## 1. Introduction

[2] Our knowledge of the spatial distribution of the physical properties of geologic formations is often uncertain because of ubiquitous heterogeneity and the sparsity of data. Geostatistics has become an invaluable tool for estimating such properties at points in a computational domain where data are not available, as well as for quantifying the corresponding uncertainty. Geostatistical frameworks treat a formation's properties, such as hydraulic conductivity *K*(**x**), as random fields that are characterized by multivariate probability density functions or, equivalently, by their joint ensemble moments. Thus, *K*(**x**) is assumed to vary not only across the real space coordinates **x**, but also in probability space (this variation may be represented by another coordinate ξ, which is usually suppressed to simplify notation). Whereas spatial moments of *K* are obtained by sampling *K*(**x**) in real space (across **x**), its ensemble moments are defined in terms of samples collected in probability space (across ξ). Since in reality only a single *realization* of a geologic site exists, it is necessary to invoke the ergodicity hypothesis in order to substitute the sample spatial statistics, which can be calculated, for the ensemble statistics, which are actually required. Ergodicity cannot be proved and requires a number of modeling assumptions [*Rubin*, 2003, section 2.7, and references therein].

[3] Machine learning provides an alternative to the geostatistical framework, allowing one to make predictions in the absence of sufficient data parameterization, without treating geologic parameters as random and, hence, without the need for the ergodicity assumptions. Intimately connected to the field of pattern recognition, machine learning refers to a family of computational algorithms for data analysis that are designed to automatically tune themselves in response to data. Neural networks [*Bishop*, 1995] are an example of such a class of algorithms that has found its way into hydrologic modeling. While versatile and efficient for many important applications, such as the delineation of geologic facies [*Moysey et al.*, 2003], the theory of neural networks remains to a large extent empirical in this context.

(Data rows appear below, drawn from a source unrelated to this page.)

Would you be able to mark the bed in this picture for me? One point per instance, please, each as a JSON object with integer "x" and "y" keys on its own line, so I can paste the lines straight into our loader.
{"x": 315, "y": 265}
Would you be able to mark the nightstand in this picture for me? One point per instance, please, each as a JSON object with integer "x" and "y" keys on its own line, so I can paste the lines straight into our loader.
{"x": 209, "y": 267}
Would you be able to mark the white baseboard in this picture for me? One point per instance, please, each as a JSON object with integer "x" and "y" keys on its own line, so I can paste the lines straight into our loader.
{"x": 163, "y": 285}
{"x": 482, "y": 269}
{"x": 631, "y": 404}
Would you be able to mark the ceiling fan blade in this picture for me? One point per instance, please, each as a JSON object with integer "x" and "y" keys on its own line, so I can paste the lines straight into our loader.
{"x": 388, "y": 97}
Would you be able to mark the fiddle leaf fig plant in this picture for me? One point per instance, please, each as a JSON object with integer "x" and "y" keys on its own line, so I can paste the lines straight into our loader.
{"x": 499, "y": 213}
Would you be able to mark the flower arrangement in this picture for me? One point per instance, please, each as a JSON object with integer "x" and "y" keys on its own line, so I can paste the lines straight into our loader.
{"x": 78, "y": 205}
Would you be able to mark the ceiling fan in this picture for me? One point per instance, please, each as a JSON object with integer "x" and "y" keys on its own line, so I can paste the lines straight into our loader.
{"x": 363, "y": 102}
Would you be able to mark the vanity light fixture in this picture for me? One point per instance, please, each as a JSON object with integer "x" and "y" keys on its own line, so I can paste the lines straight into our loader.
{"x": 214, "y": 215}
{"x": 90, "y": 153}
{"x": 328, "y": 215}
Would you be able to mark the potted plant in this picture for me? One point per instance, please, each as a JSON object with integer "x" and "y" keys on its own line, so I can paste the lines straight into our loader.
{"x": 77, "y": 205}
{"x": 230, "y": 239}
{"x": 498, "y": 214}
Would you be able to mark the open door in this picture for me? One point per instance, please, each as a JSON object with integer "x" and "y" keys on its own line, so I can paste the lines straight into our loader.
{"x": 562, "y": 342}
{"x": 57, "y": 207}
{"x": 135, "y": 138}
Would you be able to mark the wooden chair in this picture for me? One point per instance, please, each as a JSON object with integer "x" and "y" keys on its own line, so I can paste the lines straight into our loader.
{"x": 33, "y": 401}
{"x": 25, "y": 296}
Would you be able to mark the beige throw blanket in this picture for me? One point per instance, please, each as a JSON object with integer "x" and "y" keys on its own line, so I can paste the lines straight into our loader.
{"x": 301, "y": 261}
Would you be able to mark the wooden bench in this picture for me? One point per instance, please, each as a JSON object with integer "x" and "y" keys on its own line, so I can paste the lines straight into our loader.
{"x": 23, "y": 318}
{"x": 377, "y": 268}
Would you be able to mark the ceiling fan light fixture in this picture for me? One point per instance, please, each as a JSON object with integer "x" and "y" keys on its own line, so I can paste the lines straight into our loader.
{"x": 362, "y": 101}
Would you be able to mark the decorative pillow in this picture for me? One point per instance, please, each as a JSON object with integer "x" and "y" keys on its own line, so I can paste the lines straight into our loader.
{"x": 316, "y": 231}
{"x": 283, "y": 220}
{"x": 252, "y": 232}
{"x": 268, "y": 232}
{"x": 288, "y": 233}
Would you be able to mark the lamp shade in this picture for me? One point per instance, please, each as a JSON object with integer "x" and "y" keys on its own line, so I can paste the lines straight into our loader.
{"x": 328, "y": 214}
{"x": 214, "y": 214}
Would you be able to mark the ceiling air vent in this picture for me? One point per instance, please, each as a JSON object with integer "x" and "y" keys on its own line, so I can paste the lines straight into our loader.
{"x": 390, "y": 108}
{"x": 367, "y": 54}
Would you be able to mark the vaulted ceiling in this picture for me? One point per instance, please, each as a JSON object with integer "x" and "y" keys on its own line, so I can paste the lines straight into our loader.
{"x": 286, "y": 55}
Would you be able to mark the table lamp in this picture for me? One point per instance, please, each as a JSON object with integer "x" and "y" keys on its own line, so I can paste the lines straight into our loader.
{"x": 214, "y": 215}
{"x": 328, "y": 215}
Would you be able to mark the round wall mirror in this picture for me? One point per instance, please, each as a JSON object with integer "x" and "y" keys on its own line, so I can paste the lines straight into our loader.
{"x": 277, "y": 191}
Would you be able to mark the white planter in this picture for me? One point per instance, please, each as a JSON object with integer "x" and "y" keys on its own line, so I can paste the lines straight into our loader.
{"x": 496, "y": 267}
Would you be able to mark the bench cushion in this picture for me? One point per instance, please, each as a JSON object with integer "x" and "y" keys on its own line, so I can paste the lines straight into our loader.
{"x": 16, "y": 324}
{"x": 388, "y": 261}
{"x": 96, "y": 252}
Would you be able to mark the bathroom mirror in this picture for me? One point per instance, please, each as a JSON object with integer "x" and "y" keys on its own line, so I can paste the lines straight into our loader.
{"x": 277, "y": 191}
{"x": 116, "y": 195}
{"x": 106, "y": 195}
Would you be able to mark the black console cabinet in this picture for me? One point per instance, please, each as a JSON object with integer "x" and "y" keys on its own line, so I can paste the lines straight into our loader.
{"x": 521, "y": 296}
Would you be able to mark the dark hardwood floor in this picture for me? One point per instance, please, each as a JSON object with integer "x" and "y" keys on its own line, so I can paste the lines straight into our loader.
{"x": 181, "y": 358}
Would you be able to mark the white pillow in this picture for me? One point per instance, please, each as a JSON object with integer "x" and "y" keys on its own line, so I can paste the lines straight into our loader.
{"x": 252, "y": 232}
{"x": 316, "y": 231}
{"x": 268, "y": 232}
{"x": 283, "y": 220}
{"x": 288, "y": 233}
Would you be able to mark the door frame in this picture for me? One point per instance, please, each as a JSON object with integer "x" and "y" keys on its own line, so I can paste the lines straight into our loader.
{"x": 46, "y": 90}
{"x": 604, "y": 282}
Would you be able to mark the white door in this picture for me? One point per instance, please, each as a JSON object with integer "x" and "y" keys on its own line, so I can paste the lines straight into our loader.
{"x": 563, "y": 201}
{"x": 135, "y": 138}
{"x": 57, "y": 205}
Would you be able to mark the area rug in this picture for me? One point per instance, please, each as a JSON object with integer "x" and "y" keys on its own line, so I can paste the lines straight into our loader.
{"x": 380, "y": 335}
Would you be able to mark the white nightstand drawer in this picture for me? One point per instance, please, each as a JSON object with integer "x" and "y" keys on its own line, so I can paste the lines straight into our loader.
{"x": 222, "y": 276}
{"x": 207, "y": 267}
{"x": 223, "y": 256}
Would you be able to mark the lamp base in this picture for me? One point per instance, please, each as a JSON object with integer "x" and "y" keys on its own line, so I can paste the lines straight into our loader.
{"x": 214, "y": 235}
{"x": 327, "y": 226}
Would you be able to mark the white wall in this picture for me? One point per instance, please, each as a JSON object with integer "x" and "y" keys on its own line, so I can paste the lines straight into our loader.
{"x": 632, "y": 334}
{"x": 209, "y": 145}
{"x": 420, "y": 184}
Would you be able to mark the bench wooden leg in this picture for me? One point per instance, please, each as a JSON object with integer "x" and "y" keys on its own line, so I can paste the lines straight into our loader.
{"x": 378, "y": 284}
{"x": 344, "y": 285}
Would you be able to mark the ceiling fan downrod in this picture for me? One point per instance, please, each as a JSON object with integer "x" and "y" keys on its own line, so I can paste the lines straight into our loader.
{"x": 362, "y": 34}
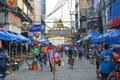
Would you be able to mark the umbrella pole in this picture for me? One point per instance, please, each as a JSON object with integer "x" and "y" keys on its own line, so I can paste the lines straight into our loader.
{"x": 9, "y": 49}
{"x": 21, "y": 48}
{"x": 9, "y": 52}
{"x": 16, "y": 50}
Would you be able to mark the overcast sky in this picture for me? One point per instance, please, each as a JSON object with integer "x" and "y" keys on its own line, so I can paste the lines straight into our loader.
{"x": 62, "y": 13}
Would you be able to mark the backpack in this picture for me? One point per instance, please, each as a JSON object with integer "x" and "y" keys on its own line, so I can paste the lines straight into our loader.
{"x": 41, "y": 57}
{"x": 3, "y": 62}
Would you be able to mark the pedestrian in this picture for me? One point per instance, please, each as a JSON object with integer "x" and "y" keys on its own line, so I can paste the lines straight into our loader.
{"x": 105, "y": 63}
{"x": 115, "y": 57}
{"x": 41, "y": 60}
{"x": 54, "y": 60}
{"x": 3, "y": 63}
{"x": 35, "y": 52}
{"x": 70, "y": 54}
{"x": 50, "y": 52}
{"x": 97, "y": 59}
{"x": 80, "y": 53}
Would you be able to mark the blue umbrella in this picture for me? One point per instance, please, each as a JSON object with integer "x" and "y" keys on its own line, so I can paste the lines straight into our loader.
{"x": 44, "y": 41}
{"x": 35, "y": 28}
{"x": 4, "y": 35}
{"x": 24, "y": 38}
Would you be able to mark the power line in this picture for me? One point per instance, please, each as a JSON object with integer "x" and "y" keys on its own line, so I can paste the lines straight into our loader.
{"x": 61, "y": 5}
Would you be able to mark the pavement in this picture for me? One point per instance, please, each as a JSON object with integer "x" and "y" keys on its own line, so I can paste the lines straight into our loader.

[4] Here we introduce another subset of the machine learning techniques — the Support Vector Machine (SVM) and its mathematical underpinning, the Statistical Learning Theory (SLT) of *Vapnik* [1998] — which is ideally suited for the problem of facies delineation in geologic formations. While similar to neural networks in its goals, the SVM is firmly grounded in rigorous mathematical analysis, which allows one not only to assess its performance but to bound the corresponding errors as well. Like other machine learning techniques, the SVM and SLT enable one to treat the subsurface environment and its parameters as deterministic. Uncertainty associated with insufficient data parameterization is then represented by treating sampling locations as a random subset of all possible measurement locations. Since such a formulation is ideally suited for hydrologic applications, the use of the SVM in the context of subsurface imaging deserves to be fully explored. This letter is the first step in this direction.

[5] We consider an idealized problem of identifying a boundary between two geologic facies from a sparsely sampled parameter *K*. We formulate the problem in Section 2, and provide a brief description of a geostatistical approach to its solution in Section 3. Section 4 introduces Support Vector Machines, which we use in Section 5 to estimate the boundary between the two heterogeneous facies in a simulated problem.